In this  March 19 file photo, a notebook of British mathematician and pioneer in computer science, Alan Turing, the World War II code-breaking genius, is displayed in front of his portrait during an auction preview in Hong Kong. (Kin Cheung / Associated Press)
By Jill Lawless Associated Press

LONDON – Thousands of men who were convicted under now-abolished British laws against homosexuality are to receive posthumous pardons, the government announced Thursday. Those who are still alive can will be eligible to have their criminal records wiped clean.

The Ministry of Justice said the pardons apply to men convicted for consensual same-sex sexual relations before homosexuality was decriminalized several decades ago. Men living with convictions can apply to the government to have their names cleared.

Justice Minister Sam Gyimah said the government was trying “to put right these wrongs.”

“It is hugely important that we pardon people convicted of historical sexual offenses who would be innocent of any crime today,” he said.

Calls for a general pardon have been building since World War II codebreaker Alan Turing was awarded a posthumous royal pardon in 2013.

The computer science pioneer helped crack Nazi Germany’s secret codes by creating the “Turing bombe,” a forerunner of modern computers. His work helped shorten World War II, and he was an innovator of artificial intelligence.

After the war, Turing was prosecuted for having sex with a man, stripped of his security clearance and forcibly treated with female hormones. He died in 1954 at age 41 after eating an apple laced with cyanide.

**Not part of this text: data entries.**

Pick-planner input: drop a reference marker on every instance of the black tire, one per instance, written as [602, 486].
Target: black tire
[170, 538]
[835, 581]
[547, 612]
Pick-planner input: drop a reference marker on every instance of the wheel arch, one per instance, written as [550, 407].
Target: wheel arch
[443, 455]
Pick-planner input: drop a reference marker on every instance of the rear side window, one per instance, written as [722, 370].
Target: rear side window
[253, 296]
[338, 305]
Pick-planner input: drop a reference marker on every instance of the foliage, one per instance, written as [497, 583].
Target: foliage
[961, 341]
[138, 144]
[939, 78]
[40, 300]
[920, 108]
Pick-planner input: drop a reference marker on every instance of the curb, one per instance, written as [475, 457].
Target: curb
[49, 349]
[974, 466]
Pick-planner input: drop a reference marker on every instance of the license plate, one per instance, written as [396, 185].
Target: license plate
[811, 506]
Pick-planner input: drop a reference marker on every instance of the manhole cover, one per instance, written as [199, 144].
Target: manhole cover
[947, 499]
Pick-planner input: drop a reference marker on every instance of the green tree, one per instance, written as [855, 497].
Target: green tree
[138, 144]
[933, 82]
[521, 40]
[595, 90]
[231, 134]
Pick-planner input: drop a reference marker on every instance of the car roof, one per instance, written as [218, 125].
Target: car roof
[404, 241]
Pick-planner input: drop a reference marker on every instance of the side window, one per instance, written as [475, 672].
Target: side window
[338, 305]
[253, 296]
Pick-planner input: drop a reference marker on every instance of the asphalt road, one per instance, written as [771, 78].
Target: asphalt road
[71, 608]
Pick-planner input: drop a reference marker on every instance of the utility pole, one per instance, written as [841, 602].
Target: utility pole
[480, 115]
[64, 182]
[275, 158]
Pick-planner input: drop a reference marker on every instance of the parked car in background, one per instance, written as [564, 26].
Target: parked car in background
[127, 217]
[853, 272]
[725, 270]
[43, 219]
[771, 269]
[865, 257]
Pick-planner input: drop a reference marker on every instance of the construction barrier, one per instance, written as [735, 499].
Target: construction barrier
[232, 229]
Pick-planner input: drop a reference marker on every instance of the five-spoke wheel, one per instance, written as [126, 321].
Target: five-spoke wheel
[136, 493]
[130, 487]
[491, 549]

Sex between men remained illegal in England until 1967 – and even later in Scotland and Northern Ireland. The age of consent for gay people was not lowered to 16, the same as for heterosexuals, until 2001.

Many gay rights campaigners welcomed Thursday’s announcement. But some said the government should go further and issue a blanket pardon, rather than making men apply individually to have their criminal records vacated.

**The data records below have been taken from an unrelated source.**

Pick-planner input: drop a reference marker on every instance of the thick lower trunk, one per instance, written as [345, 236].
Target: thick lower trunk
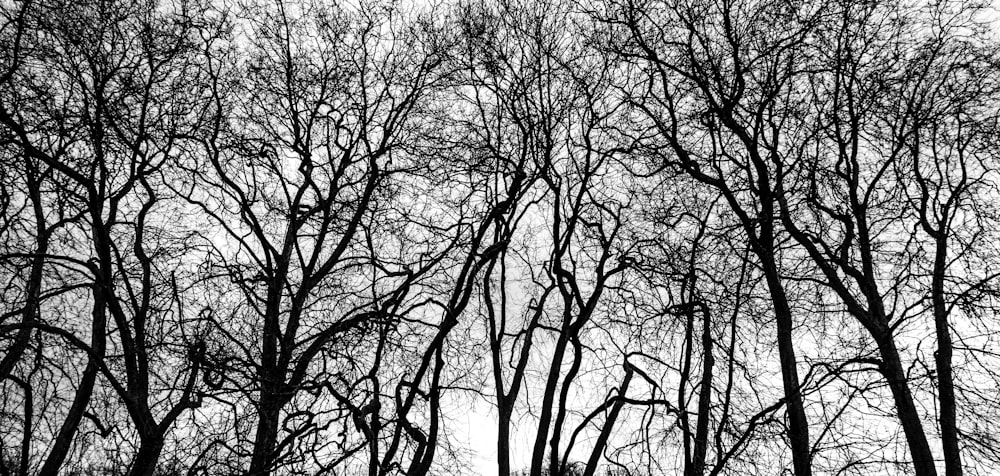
[906, 410]
[503, 442]
[266, 438]
[147, 457]
[704, 397]
[946, 385]
[798, 428]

Others said they wanted an apology, not a pardon.

“To accept a pardon means to accept that you were guilty. I was not guilty of anything,” said 94-year-old writer George Montague, who was convicted of gross indecency – then a commonly used charge for sex between men – in 1974.

“I think it was wrong to give Alan Turing, one of the heroes of my life, wrong to give him a pardon,” Montague told the BBC. “What was he guilty of? Being born only able to fall in love with another man.”